Woolwich Common, six hundred of us, sleeping under tents, in the middle of winter. I'll never forget my first night in the army. Mother had always told me to wear pyjamas or I'd get lumbago! Well, I was putting them on when the tent flap opened and a voice said "Cor bloody blimey! Come and have a look at this bloke, he's a getting dressed to go to bed!" Well, they all had a good laugh at me. I don't think most of them had seen pyjamas before. They all seemed to sleep naked. And the foul language! I'd never heard such swearing before in my life.

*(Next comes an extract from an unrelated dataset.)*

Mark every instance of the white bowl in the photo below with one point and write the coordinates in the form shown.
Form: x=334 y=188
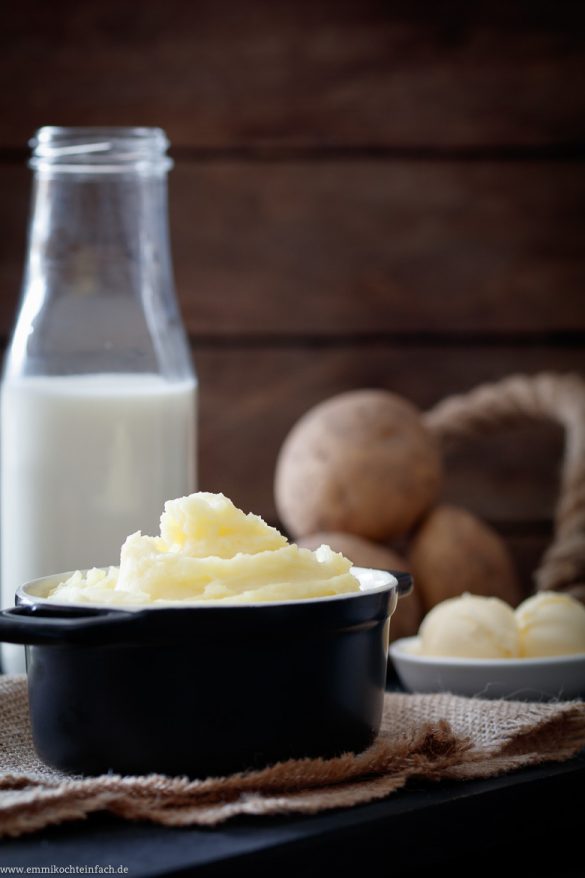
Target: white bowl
x=529 y=679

The public have never, even to this day, been told how bad it was for the men. No words could adequately describe the horror of it all. I am ashamed to say the officers were fed reasonably, but the men were starving. Living conditions were so filthy that I got enteric fever, was put into a field-hospital and almost died. There was so much illness of every sort amongst us. It was truly hell on earth. Lice, rats, trench foot - that's a gangrenous condition that the men got through standing in wet mud that we lived in. And trench mouth, where the gums rot and you lose your teeth. And of course dead bodies everywhere. Also the mental fear of the dreaded sniper who'd take your head off in a flash if you so much as looked over the top of the trench.
The military commanders had no respect for human life. General Douglas Haig, later he was made a Field Marshal, cared nothing about casualties. Of course, he was carrying out government policy, because after the war he was knighted and given a lump sum and a massive life-pension. I blame the public schools who bred these ego maniacs. They should never have been in charge of men. Never.
We were ordered to attack the German trenches so we fell behind a tank for cover, but the tank got a direct hit by a shell. It spun round on its tracks and burst into flames. The crew were roasted alive. They couldn't get out. Somehow we made it to the German trench, their machine-gunners were all lying dead next to their guns. Our big gun barrage before our advance had killed them. I noticed they were fixed to their guns by a length of chain so they could not run away. I suppose their high command was as bad as ours. Our lads had not eaten in days so they started eating the German rations because they were starving.